Skoro zatem nadarzyła się okazja przelotu sondy kosmicznej w pobliżu jedynego globu, o którym wiemy, że istnieje na nim życie, naukowcy postanowili spojrzeć na Ziemię za pomocą instrumentów zainstalowanych na pokładzie sondy. Badacze postanowili sprawdzić zarówno spektrometr MAJIS (Moons and Jupiter Imaging Spectrometer), jak i SWI (Submilimetre Wave Instrument).
Jak informuje Europejska Agencja Kosmiczna, sonda JUICE podczas przelotu nasłuchiwała sygnałów emitowanych przez setki związków chemicznych znajdujących się w atmosferze Ziemi, badała obecność pierwiastków takich jak węgiel, wodór, azot, tlen, fosfor i siarka. Co więcej, instrument MAJIS był w stanie w tym krótkim czasie odkryć także obecność tlenu cząsteczkowego, ozonu, dwutlenku węgla i wody.
Badacze wskazują, że wszystkie dane zebrane podczas tej krótkiej wizyty w pobliżu Ziemi pozwoliły sondzie JUICE potwierdzić istnienie życia na Ziemi.
Powyższa informacja może brzmieć trochę niepoważnie, lub wręcz prześmiewczo (wszak można tutaj powiedzieć, że sonda nie potwierdziła istnienia życia inteligentnego), jednak to duże osiągnięcie. Poszukiwanie życia na globach innych niż Ziemia jest bowiem zadaniem niezwykle trudnym. Jeżeli założymy, że życie nie zawsze musi być takie samo jak na Ziemi, to tak naprawdę nie wiemy za bardzo czego szukać. Wiele związków w atmosferze Ziemi wskazuje na obecność życia na naszej planecie.
Czytaj także: Lecimy do lodowych księżyców Jowisza. Co nam powie sonda JUICE?

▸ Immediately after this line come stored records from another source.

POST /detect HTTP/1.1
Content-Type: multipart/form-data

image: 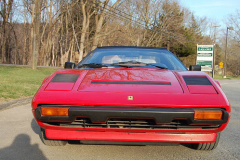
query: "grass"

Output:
[0,66,57,101]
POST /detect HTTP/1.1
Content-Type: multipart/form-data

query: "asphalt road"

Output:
[0,80,240,160]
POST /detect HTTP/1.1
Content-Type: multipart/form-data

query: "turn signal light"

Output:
[41,107,69,116]
[194,111,222,119]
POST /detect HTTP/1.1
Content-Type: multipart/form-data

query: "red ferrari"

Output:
[32,47,231,150]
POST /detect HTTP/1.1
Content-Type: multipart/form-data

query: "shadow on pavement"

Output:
[0,134,47,160]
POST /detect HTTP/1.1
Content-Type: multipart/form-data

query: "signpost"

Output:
[219,62,224,68]
[197,45,214,71]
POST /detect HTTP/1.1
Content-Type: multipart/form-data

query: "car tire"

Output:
[40,128,68,146]
[192,133,220,151]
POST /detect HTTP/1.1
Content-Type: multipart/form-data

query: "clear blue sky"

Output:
[179,0,240,21]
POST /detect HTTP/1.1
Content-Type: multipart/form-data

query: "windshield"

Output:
[77,48,187,70]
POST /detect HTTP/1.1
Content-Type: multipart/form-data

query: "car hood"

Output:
[78,68,183,94]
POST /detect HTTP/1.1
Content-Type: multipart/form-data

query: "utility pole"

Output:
[212,26,220,78]
[223,27,233,78]
[32,0,41,70]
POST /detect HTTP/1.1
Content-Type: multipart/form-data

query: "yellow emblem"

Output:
[128,96,133,100]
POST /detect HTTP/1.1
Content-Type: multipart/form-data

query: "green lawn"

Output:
[0,66,57,101]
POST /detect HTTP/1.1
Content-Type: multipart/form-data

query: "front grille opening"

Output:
[54,118,219,129]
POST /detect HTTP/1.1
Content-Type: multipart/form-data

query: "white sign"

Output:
[197,45,214,71]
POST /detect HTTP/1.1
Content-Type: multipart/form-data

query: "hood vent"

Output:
[183,76,217,94]
[183,76,212,85]
[51,74,79,82]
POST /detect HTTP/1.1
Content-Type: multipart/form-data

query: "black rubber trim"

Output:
[183,76,212,85]
[51,74,79,82]
[35,105,229,125]
[91,81,171,85]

Jeżeli jednak nie wiemy, jak wygląda życie na innym globie, czym się żywi, w jakiej atmosferze egzystuje, jak pozyskuje energię i jakie metabolity wydala, nie wiemy, jaki związek będzie wskazywał na obecność takiego życia. Nie możemy mieć w takiej sytuacji pewności, że dany związek znaleziony na powierzchni, czy w atmosferze innego globu jest pochodzenia biologicznego, a nie np. geologicznego. W tym kontekście cieszy, że sonda JUICE była w stanie chociażby potwierdzić istnienie życia takiego, jakie znamy. To pierwszy krok do odpowiedzi na jedno z najważniejszych pytań we wszechświecie.
Takie same obserwacje, jak w sierpniu w pobliżu Ziemi, sonda JUICE będzie wykonywać za kilka lat w trakcie przelotów w pobliżu Europy, Kalisto i Ganimedesa. Ciekawe, co wtedy sonda dostrzeże na tych fascynujących globach.